How do you respond when people want a church (or organization) to grow, but not change?
Here, eat this bacon cheeseburger.
The problem you and your organization are facing is a challenge a lot of us experience in life. Isn’t wanting to grow but not really change actually like saying, “I want to lose weight, but I really want a bacon cheeseburger”? Well, yes, it’s exactly like that. People hire personal trainers all the time to help them lose weight. A trainer’s message is not revolutionary.
It is almost never, “Just take this diet pill and you will magically lose 50 pounds while eating cupcakes.” Yet, most of us want to believe that we can take a pill and eat cheeseburgers and cupcakes and lose weight.

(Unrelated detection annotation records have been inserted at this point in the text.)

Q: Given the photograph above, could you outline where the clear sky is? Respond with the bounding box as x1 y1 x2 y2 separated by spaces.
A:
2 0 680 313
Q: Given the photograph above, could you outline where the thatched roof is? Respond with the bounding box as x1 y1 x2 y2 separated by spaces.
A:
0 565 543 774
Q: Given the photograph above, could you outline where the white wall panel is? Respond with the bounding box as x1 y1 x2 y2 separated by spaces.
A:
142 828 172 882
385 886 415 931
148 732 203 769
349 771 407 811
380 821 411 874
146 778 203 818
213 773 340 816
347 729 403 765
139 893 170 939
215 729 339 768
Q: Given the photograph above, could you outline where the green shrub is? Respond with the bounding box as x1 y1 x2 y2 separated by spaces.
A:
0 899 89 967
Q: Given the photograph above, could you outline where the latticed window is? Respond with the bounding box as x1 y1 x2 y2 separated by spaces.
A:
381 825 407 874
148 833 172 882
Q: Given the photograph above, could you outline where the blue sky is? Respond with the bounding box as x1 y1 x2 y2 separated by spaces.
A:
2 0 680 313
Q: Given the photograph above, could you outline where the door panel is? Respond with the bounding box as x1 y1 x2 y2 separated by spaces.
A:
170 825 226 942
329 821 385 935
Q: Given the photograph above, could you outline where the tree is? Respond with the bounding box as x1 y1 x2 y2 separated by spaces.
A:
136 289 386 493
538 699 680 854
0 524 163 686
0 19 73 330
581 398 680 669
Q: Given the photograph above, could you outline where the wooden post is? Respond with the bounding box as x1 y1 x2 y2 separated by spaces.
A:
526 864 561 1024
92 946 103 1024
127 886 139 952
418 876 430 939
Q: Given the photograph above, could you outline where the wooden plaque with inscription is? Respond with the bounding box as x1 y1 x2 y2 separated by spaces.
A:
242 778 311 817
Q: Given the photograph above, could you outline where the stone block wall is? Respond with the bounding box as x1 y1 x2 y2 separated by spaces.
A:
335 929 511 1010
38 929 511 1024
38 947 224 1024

At least I do.
A good personal trainer’s advice is always some variation of “eat smaller portions, eat healthy foods, exercise and make sure your calorie input is less than your calorie output.”
And people pay them money—lots of money—to tell them what they already know to be true.You’re not that different as an organizational leader. Really.

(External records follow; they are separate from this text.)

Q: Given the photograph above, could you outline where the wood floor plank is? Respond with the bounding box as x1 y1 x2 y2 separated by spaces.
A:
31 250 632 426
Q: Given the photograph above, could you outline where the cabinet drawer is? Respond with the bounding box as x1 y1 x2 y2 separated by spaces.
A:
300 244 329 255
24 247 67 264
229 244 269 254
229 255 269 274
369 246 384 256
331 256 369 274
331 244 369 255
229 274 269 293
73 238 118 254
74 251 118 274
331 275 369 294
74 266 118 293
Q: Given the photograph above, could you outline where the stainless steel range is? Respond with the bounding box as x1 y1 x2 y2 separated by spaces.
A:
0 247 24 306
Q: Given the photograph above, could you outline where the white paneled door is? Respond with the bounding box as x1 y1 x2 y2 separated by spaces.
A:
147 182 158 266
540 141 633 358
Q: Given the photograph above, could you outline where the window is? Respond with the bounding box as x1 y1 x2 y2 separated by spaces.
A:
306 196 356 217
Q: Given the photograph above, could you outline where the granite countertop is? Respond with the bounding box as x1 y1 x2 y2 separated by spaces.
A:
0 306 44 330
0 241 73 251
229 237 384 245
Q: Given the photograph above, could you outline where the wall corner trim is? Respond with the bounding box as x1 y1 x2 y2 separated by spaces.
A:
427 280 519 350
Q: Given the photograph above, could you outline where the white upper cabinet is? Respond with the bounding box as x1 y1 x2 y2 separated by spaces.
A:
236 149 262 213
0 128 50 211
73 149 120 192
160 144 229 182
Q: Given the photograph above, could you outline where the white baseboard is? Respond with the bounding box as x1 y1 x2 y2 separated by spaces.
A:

6 things you can do to help your church change
As a leader, don’t try to navigate change in a congregational meeting. You will get stuck in the mud before you know what’s happening. Fifty people or 500 people won’t agree on anything. And they will certainly never agree on anything courageous. (I talk more about navigating the dynamics of change in my book Leading Change Without Losing It).
Sit down with your real leadership team—your board, your key staff or even a new group you form for the purpose—and start the conversation.
As you lead that conversation, here are six things you can do to tackle the challenge of leading a group that wants to grow but doesn’t want to change:
1. Tell the truth.
Usually, we hire trainers, coaches, counselors and consultants to tell us the truth we can’t see or, often, already know but won’t face. That’s my job and your job as the leader of an organization: We need to help people see the truth. So, what’s the truth about wanting to grow but not wanting to change?
It’s quite simple. Your patterns, habits and level of effectiveness as a church got you to where you are now.
If you want your current level of effectiveness, keep doing what you’re doing right now.
If you don’t want your current level of effectiveness, change.
It actually isn’t much more complicated than that. Sometimes great leadership is simply about pointing out the truth that nobody else wants to talk about. You need to do this in love, but often our desire to be loving kills our need to be truthful. As a leader, help people see the truth.
2. Plot trajectory.
Learning how to plot trajectory is one of the best skills a leader can bring to the table. Plotting trajectory is simply mapping out the probable course or path an organization, person or object is on. This is critical because usually, when it comes to people and organizations, we’re not sure where we’re headed.
To plot trajectory, ask two questions:
If we continue doing what we’re doing today, where will we be one year, two years and five years from now?
If we change X, where will we be one year, two years and five years from now?
Sure, you don’t know for sure where you end up, but if you start asking the question, you’ll be amazed at what you discover. Try it.